En cultura o lengua, para llegar a la diversidad, habría que pasar antes por la identidad. La diversidad representa un concierto, un determinado universo de identidades individuales o colectivas, que se aglutinan por similitudes y se fragmentan por diferencias.
Para aproximarse al problema de la identidad en el sujeto posmoderno en la globalización habría que partir de los paradigmas que sitúan en su origen, decadencia y evolución las fases de la modernidad, y las características de orden económico, político, individual y social, y particularmente, de los vínculos humanos, que imperan en cada una de ellas, y cómo esos procesos inciden sobre la estructura identitaria y el lenguaje del individuo o de un grupo de individuos.

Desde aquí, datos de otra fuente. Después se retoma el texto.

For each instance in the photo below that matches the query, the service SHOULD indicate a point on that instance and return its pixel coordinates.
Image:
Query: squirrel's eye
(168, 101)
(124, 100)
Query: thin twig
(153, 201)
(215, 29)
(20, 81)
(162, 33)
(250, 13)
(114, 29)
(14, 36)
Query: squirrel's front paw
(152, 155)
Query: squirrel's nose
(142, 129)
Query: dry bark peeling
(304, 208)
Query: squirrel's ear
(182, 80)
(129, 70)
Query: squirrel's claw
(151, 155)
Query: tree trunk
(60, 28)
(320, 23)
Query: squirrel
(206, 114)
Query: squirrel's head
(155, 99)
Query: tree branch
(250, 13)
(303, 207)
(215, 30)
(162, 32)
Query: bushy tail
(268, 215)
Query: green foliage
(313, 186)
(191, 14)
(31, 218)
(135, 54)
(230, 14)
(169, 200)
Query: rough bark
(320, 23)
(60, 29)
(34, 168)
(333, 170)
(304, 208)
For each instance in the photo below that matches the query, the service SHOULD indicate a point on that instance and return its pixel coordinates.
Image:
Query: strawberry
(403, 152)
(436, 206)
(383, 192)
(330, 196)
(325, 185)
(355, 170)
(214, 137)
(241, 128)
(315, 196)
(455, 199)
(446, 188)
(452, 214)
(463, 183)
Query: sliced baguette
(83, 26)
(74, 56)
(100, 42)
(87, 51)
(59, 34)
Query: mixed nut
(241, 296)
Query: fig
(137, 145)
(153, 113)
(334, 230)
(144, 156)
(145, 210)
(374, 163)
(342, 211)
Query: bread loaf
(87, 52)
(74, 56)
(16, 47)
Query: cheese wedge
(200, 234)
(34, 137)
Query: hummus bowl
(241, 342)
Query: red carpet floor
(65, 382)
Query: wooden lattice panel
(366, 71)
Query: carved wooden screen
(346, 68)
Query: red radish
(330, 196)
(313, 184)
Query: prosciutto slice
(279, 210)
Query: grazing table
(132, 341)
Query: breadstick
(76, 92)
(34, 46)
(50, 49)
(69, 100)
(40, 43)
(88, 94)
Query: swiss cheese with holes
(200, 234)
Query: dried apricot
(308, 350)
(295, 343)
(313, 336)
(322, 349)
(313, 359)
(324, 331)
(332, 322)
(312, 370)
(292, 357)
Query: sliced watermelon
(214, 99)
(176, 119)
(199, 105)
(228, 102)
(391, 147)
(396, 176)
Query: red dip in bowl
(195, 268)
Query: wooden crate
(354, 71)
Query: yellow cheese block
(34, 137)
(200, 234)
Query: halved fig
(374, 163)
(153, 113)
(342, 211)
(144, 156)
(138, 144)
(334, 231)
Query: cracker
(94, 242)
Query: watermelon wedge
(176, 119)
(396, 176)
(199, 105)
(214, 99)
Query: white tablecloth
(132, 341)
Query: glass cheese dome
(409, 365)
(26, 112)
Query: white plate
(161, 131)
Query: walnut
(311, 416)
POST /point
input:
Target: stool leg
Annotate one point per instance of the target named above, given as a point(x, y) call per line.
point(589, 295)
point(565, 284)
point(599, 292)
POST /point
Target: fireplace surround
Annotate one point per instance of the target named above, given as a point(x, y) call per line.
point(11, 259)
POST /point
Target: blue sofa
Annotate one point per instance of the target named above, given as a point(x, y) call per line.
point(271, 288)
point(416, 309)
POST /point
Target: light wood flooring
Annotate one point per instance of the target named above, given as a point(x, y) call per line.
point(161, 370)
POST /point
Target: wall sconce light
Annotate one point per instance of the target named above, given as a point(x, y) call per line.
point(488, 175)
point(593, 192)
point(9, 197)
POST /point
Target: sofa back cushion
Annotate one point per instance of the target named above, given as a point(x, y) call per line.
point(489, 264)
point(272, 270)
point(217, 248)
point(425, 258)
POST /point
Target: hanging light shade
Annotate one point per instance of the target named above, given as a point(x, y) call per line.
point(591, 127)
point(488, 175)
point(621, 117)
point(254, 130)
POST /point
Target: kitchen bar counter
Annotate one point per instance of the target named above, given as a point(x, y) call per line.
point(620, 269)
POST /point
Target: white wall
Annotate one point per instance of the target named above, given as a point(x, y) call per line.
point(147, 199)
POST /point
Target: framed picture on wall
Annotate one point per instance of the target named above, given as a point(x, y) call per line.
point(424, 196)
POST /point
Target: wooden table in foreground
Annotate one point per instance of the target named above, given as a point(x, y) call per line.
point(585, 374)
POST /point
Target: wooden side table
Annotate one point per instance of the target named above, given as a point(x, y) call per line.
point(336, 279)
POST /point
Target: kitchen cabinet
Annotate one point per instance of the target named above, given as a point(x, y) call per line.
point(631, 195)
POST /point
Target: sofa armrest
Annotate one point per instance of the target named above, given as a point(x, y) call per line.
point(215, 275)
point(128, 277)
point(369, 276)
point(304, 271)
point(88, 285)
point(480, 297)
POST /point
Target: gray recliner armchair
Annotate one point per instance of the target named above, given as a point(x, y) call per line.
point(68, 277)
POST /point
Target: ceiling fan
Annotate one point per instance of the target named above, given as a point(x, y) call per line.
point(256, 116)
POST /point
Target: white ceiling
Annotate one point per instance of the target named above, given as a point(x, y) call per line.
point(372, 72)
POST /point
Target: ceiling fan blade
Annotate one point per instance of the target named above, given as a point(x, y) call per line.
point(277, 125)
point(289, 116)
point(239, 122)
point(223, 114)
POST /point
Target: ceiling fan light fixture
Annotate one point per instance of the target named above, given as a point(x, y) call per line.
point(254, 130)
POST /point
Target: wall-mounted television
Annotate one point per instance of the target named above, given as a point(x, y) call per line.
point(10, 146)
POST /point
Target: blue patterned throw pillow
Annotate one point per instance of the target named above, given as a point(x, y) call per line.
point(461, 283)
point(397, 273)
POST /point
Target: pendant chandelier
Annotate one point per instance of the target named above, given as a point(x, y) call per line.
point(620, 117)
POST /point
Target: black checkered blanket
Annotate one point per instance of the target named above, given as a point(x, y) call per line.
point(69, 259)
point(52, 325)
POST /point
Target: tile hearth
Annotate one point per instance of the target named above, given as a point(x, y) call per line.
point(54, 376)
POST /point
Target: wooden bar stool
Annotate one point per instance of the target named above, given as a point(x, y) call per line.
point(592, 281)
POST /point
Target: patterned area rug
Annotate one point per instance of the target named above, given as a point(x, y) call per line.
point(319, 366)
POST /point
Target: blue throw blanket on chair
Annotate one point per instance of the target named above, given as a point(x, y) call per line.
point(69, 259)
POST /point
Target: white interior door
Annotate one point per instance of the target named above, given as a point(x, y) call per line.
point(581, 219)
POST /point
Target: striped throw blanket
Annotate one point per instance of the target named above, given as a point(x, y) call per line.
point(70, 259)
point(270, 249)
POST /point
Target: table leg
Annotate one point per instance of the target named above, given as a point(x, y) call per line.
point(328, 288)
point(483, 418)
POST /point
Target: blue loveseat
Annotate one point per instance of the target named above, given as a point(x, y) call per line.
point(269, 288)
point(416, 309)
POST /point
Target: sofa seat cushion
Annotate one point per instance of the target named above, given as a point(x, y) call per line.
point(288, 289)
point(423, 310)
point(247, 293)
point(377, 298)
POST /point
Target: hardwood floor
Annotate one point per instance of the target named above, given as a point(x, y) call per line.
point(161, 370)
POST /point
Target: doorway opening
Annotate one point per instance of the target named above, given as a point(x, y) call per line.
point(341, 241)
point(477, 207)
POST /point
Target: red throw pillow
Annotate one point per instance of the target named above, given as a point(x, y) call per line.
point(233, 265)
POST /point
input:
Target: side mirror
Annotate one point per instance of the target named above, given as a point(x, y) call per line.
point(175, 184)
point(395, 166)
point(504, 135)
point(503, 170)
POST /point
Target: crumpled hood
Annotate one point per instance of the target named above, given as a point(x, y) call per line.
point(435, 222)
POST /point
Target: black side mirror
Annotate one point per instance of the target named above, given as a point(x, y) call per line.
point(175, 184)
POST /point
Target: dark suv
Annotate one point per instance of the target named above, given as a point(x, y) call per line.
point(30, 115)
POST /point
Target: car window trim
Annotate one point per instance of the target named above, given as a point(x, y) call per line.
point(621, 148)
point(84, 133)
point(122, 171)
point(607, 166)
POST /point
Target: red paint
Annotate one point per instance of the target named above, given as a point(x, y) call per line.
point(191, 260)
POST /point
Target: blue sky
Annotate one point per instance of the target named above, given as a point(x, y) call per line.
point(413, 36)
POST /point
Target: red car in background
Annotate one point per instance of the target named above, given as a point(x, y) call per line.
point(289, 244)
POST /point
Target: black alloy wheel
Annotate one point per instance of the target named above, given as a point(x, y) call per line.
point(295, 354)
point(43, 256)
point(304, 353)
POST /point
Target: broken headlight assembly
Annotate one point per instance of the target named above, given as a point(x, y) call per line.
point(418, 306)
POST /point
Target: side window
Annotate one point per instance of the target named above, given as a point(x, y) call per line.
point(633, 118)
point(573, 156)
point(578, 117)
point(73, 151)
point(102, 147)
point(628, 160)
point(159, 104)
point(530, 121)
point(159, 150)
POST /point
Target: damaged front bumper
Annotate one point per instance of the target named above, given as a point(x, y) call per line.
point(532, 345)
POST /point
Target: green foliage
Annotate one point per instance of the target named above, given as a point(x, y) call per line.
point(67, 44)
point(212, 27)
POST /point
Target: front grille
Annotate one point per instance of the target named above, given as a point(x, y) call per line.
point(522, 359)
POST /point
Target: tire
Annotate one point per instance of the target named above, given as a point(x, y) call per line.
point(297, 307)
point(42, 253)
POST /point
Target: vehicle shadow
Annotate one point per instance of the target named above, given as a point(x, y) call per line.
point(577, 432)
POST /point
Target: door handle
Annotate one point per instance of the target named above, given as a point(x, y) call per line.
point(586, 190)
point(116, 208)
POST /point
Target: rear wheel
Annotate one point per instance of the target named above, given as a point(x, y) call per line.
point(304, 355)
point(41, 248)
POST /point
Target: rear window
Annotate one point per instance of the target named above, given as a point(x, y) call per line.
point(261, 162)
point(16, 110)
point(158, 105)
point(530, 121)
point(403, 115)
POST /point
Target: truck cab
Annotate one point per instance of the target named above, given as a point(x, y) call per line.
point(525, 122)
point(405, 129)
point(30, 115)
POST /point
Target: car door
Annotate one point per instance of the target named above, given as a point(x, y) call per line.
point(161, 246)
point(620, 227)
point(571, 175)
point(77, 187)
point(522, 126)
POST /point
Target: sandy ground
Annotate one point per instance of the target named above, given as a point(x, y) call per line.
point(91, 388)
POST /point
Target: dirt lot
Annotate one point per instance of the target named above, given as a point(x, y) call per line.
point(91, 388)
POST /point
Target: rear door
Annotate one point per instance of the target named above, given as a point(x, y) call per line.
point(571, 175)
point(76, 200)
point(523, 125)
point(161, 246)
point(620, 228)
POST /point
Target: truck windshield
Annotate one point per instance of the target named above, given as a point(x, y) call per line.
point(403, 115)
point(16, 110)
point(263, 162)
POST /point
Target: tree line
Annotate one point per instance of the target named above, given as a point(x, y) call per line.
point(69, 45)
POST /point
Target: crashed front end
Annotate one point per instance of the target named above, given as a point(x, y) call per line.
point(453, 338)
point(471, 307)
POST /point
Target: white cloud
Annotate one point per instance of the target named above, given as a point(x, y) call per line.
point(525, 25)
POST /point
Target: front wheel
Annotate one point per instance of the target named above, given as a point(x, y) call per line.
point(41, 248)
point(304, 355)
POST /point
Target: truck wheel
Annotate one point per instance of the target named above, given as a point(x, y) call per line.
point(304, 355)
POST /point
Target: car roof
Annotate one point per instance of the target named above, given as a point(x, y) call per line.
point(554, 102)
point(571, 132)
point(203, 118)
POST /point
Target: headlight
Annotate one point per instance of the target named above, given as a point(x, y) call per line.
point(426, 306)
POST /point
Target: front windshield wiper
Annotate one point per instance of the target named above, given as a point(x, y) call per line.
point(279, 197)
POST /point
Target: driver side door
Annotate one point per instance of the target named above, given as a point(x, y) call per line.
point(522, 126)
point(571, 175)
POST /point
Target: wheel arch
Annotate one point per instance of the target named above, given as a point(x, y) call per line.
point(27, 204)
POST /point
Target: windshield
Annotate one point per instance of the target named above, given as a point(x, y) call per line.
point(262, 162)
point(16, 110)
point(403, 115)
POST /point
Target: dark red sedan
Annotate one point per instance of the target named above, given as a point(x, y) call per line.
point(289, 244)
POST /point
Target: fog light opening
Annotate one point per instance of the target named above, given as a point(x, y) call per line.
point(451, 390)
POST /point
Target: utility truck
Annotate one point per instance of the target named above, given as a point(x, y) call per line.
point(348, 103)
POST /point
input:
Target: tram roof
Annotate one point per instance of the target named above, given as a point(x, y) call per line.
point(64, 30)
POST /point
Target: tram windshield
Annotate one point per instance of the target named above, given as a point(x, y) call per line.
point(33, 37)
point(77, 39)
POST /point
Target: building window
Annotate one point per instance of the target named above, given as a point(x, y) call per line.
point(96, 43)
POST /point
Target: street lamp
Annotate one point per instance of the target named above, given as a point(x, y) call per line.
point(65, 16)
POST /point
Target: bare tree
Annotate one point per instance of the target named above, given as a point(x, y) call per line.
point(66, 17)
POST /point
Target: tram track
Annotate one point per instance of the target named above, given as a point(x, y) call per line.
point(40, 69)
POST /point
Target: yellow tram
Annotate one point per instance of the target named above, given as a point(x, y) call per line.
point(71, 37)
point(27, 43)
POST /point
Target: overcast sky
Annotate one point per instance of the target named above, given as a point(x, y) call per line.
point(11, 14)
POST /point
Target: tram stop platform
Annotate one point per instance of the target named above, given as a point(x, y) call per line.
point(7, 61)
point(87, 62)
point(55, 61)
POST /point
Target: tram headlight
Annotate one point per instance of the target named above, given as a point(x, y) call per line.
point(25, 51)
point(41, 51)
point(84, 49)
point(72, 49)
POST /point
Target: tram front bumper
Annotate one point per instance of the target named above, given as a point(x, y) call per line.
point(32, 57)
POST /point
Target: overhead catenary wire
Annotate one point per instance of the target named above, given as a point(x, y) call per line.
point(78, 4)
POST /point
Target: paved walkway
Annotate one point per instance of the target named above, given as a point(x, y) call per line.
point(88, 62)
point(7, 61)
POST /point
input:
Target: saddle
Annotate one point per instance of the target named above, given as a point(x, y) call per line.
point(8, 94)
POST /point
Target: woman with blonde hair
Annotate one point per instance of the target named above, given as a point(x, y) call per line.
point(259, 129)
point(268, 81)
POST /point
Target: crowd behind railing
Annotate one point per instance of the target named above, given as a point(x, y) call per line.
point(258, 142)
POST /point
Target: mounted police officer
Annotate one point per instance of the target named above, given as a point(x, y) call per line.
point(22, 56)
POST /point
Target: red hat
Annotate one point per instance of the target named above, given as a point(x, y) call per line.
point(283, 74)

Las raíces, si las hubiere, del sujeto posmoderno en su espacio vital y en su tiempo, en su intimidad y su cultura habrán de ser superficiales.
La errancia es parte de su fundamento existencial. Lo autóctono se debilita ante lo transculturado. La simultaneidad y la ubicuidad marcan el signo de nuestro tiempo.
El proceso de disolución que acompaña la globalización ha hecho que lo que eran estamentos sólidos referenciales de una identidad perceptible como valor social duradero y como argumento racional o emocional colectivo se hayan desvanecido.
Aquella identidad única se ha transformado en una multiplicidad fugaz de identidades, que al igual que un producto determinado en el mercado, los individuos deberán buscar y proveerse por sí mismos.
La búsqueda de identidad en el mundo globalizado, donde ya muchas cosas no se encuentran en el lugar que creíamos natural para ellas, donde los referentes del pasado ya se han diluido, genera en el individuo un elevado grado de ansiedad.
De este hecho deriva la dificultad de poseer una identidad fija en un contexto socioeconómico múltiple e incierto y en el que todo es desechable, efímero o con caducidad programada.
Cuando hablamos de referentes sólidos que ya no tienen peso significativo en el establecimiento de relaciones duraderas o de identidades relativamente fijas, lo que se arguye es que en el mundo moderno tardío la familia, el trabajo, la vecindad, la nación, la lealtad, el sentido de pertenencia, entre otros han perdido su poder de atracción y de generación de confianza, lo que se traduce en sentimiento de soledad o de abandono.
Y su única respuesta a esta presión ansiosa es la de confeccionarse o elegir identidades de quita y pon, tomadas como piezas de un ropero, con vida útil muy breve y sin el peso del compromiso duradero o la lealtad innegociable a algún propósito.
La lengua no es ajena a este proceso y la sociedad de rendimiento cercena el tiempo de ocio para la creatividad a través de la palabra.
Existen amenazas a la vigencia de la poesía en un mundo que, en las batallas por la identidad y la diversidad, en la agónica sobrevivencia de lo local frente a la aplastante tendencia de lo global, oscila como péndulo entre el comunitarismo, el multiculturalismo, la ortodoxia del singularismo cultural e identitario, la interculturalidad y las pretensiones de los radicalismos y fundamentalismos, tanto de orden político, lingüístico como religioso de instaurar Estados en los que prevalezcan una ilusión de destino o una suerte de supremacía nacional, cultural o racial, colocando fronteras ideológicas a un mundo cada día más abierto y plural.
Otra amenaza se relaciona con el imperialismo lingüístico de nuevo cuño que pretende subsumir en la lógica socioeconómica y políticamente dominante, so pretexto de una lengua comercial, todas las lenguas que le sea posible, socavando las tradicionales. He aquí un reflejo más de la perniciosa ideología de la homogenización de la vida y del lenguaje poético.